Quizás algún día alguien pueda explicarlo, pero de momento resulta una incógnita difícil de entender. Ni siquiera quienes deberían tener las claves son capaces de articular una explicación acerca de por qué el equipo de gobierno presentó tan mal su iniciativa de permitir la construcción de torres de gran altura en la ciudad. Por qué lo hizo de sorpresa, casi a hurtadillas, como si el asunto fuese a pasar desapercibido. Por qué no preparó el terreno ante un asunto que, justificadamente o no, iba a provocar escozor. Por qué no intentó seducir con el proyecto. Por qué no fue capaz de articular una respuesta ante la oleada de críticas que impidieron un debate serio y sosegado. Por qué la alcaldesa estuvo ausente de la polémica y solo apareció para decir que si no hay consenso no habrá rascacielos, que es como adelantar que no habrá rascacielos. En lugar de pelear la batalla que ella misma había planteado, decidió izar la bandera blanca.
Después de seis años de placidez, el equipo de gobierno se enfrenta a su peor momento por esa derrota que se ha infringido a sí mismo. Porque lejos de haber caído frente a una iniciativa acertada de la oposición o ante un imponderable lo ha hecho por un asunto que el propio gobierno municipal colocó en la agenda sin medir las consecuencias, sin saber a qué se enfrentaba y sin una estrategia para sacarlo adelante. Simplemente con la confianza que da la inercia del poder ejercido sin apenas contrapesos.
La polémica de los rascacielos –llamarlo debate sería exagerado porque nunca llegó a haber una confrontación serena de ideas, sino una reacción instantánea y visceral ante una propuesta que ni siquiera fue considerada– tuvo la rara virtud de reunir bajo una misma consigna a gente de lo más diversa: desde los grupos de la oposición y su base natural hasta quienes por naturaleza apoyarían al PP pero no lo hacen porque consideran que no son objeto de suficiente atención; desde vecinos que se significaron en la lucha contra los abusos del GIL hasta algunos de sus perpetradores y beneficiarios más notorios. Desde los promotores y arquitectos que consideraron que esto suponía un cambio de modelo que sentenciaba a muerte a su gallina de los huevos de oro hasta los fiscalizadores que se erigen a toda hora y para todo asunto en reserva moral e ilustrada de la Costa del Sol.
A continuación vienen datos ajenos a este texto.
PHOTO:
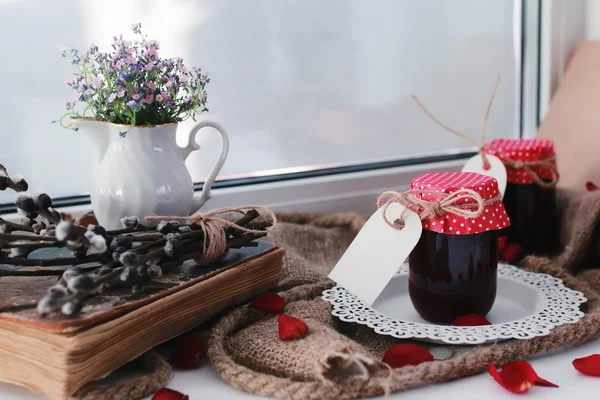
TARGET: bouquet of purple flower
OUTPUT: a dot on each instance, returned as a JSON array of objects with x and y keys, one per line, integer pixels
[{"x": 132, "y": 85}]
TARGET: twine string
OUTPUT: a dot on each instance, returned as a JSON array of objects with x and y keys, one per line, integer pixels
[
  {"x": 506, "y": 160},
  {"x": 465, "y": 203},
  {"x": 215, "y": 239}
]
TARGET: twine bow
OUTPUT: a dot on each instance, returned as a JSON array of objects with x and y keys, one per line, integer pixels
[
  {"x": 506, "y": 160},
  {"x": 215, "y": 238},
  {"x": 450, "y": 203}
]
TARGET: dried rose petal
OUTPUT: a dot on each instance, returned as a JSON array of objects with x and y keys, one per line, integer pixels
[
  {"x": 169, "y": 394},
  {"x": 589, "y": 365},
  {"x": 470, "y": 320},
  {"x": 402, "y": 355},
  {"x": 187, "y": 352},
  {"x": 291, "y": 328},
  {"x": 542, "y": 382},
  {"x": 517, "y": 377},
  {"x": 269, "y": 302},
  {"x": 591, "y": 186}
]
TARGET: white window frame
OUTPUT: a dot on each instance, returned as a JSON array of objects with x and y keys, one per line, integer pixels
[{"x": 358, "y": 191}]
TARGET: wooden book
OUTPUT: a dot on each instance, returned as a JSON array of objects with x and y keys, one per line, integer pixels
[{"x": 58, "y": 355}]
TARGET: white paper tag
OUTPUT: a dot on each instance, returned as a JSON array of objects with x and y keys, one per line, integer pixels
[
  {"x": 376, "y": 253},
  {"x": 497, "y": 169}
]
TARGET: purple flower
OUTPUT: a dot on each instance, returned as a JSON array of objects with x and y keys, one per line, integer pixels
[{"x": 150, "y": 53}]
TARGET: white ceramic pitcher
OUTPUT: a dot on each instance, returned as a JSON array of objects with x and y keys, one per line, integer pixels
[{"x": 140, "y": 171}]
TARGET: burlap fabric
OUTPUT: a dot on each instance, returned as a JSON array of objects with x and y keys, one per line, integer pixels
[{"x": 341, "y": 361}]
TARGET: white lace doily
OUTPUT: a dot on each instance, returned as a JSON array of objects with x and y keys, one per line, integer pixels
[{"x": 550, "y": 302}]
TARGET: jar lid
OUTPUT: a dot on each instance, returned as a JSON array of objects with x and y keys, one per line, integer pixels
[
  {"x": 492, "y": 217},
  {"x": 527, "y": 150}
]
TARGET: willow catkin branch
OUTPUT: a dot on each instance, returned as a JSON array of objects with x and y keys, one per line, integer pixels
[
  {"x": 9, "y": 237},
  {"x": 16, "y": 227}
]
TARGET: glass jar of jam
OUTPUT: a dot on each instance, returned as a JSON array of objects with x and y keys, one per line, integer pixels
[
  {"x": 530, "y": 204},
  {"x": 453, "y": 266}
]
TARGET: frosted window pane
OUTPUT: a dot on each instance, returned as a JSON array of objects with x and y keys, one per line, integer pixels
[{"x": 297, "y": 84}]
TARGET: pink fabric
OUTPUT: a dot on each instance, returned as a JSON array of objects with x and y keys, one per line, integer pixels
[
  {"x": 493, "y": 216},
  {"x": 523, "y": 150}
]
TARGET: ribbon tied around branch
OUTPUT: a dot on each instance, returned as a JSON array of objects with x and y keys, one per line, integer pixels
[{"x": 213, "y": 227}]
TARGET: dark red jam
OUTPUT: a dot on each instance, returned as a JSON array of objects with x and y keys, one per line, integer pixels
[
  {"x": 532, "y": 212},
  {"x": 453, "y": 275}
]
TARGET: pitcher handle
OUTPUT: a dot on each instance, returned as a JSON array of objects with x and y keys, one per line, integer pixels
[{"x": 205, "y": 195}]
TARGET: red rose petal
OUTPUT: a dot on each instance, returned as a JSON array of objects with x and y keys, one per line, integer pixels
[
  {"x": 517, "y": 377},
  {"x": 511, "y": 253},
  {"x": 269, "y": 302},
  {"x": 291, "y": 328},
  {"x": 169, "y": 394},
  {"x": 470, "y": 320},
  {"x": 591, "y": 187},
  {"x": 187, "y": 352},
  {"x": 589, "y": 365},
  {"x": 402, "y": 355},
  {"x": 501, "y": 243},
  {"x": 542, "y": 382}
]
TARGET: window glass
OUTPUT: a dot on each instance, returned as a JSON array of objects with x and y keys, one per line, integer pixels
[{"x": 297, "y": 84}]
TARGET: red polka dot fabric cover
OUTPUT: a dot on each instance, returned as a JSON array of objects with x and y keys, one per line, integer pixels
[
  {"x": 524, "y": 150},
  {"x": 493, "y": 217}
]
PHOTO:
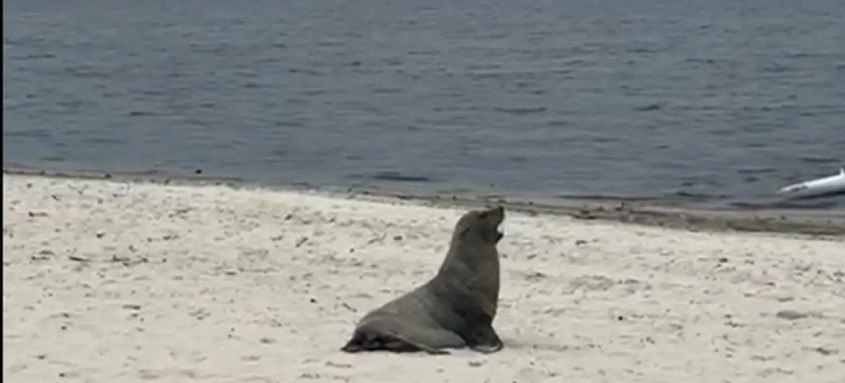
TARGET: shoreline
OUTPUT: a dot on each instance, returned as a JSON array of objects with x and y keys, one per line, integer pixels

Es verdad que la reacción en contra de la idea fue tan sonora que quienes no la veían con malos ojos o incluso quienes albergaban dudas apenas tuvieron ganas de expresarse, so riesgo de ser señalados como depredadores urbanísticos, pero incluso eso debió haber sido previsto por el equipo de gobierno. La historia reciente de la ciudad cubre con un manto de desconfianza toda iniciativa en el campo del urbanismo, sea buena, regular o mala. Cualquier proyecto requiere de una dosis extra de comunicación y transparencia. La mera promesa de riqueza y empleos convence cada día a menos.
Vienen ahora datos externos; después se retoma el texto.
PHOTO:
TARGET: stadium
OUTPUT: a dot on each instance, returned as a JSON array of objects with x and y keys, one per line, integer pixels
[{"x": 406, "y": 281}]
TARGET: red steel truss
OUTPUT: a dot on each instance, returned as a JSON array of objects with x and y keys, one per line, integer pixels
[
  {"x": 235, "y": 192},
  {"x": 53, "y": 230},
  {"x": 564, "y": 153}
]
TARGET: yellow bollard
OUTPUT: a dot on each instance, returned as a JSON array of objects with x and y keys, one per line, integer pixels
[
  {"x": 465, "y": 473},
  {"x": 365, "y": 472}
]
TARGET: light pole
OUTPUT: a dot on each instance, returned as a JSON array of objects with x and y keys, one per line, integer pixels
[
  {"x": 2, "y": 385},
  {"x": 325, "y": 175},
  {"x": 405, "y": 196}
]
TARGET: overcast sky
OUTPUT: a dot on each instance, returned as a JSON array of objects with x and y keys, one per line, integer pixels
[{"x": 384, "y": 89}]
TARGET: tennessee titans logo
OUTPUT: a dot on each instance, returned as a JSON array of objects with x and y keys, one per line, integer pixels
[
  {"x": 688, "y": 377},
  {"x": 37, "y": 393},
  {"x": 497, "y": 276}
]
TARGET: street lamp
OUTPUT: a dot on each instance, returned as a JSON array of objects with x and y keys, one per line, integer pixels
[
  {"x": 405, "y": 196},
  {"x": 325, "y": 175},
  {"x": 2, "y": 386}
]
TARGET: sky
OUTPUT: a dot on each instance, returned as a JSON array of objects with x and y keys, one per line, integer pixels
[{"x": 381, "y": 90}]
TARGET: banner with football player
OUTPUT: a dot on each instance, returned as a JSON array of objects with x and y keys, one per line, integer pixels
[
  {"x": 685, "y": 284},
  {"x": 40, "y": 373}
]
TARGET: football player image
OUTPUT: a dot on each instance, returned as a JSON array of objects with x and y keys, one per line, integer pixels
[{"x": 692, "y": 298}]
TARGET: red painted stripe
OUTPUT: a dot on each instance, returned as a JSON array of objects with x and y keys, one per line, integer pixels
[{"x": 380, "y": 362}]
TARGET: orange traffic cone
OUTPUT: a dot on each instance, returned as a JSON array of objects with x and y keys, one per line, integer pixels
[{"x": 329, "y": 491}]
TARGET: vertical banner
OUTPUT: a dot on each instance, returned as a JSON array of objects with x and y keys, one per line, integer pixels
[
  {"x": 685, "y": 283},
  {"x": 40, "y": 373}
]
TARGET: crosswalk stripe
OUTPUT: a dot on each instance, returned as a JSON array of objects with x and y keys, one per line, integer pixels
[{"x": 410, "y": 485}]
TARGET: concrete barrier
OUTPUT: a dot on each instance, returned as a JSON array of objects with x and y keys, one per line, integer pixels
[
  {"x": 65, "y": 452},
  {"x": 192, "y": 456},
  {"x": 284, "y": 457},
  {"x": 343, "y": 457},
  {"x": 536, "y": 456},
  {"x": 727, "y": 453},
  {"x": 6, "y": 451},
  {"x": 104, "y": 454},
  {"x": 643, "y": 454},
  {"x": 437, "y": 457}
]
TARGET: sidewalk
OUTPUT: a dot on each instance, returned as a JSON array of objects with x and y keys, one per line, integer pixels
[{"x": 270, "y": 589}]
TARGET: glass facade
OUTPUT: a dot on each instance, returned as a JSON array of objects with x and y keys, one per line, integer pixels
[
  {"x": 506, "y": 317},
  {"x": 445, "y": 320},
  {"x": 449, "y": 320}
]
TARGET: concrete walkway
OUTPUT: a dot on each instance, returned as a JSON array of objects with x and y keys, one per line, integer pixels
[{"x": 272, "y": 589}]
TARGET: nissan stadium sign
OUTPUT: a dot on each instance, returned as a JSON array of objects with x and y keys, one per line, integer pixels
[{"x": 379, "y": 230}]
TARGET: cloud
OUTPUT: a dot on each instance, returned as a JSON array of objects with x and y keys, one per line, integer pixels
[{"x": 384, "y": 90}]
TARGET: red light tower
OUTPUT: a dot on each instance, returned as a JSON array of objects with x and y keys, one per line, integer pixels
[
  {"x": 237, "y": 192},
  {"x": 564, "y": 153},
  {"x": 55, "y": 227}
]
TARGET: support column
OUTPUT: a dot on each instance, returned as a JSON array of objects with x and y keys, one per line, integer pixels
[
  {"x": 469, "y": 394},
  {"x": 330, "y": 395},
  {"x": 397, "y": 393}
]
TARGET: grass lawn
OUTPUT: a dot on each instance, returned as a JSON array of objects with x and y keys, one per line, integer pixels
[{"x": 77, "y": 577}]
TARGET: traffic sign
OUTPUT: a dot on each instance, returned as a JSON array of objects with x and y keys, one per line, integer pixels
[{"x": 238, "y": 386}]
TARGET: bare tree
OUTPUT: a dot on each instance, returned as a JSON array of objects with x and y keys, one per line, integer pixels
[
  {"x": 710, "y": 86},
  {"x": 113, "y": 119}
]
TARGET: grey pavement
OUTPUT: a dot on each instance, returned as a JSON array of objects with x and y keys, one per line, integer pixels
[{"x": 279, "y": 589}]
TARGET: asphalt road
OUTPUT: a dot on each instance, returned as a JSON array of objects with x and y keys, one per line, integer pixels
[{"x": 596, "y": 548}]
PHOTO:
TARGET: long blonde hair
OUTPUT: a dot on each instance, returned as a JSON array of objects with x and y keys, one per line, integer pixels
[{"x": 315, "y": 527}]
Es probable que si esta propuesta hubiese sido incluida en el plan estratégico de Marbella –su marco natural dado el alcance que tenía– la posibilidad de que fuera objeto de un debate racional y menos costoso para Ángeles Muñoz y su equipo hubiese sido mayor. Pero se optó por una iniciativa inexplicable, inexplicada, sobrevenida a última hora, y ahora el gobierno municipal carga con sus consecuencias.
Que un movimiento social tan dispar y heterogéneo se haya conformado en apenas unos días contra una propuesta municipal no solo supone una derrota en toda regla para el equipo de gobierno, sino una seria advertencia para el año y medio que le queda por delante hasta las próximas elecciones. Ángeles Muñoz tendrá que medir con cautela sus próximos pasos. Tiene por delante 18 meses para revalidar su mayoría y algunos asuntos sensibles, como la ampliación del puerto de La Bajadilla o el proyecto de peatonalizar Ricardo Soriano, en la agenda. La época con amplio margen para el error y en la que podían subestimarse las posibles dificultades ha quedado definitivamente atrás.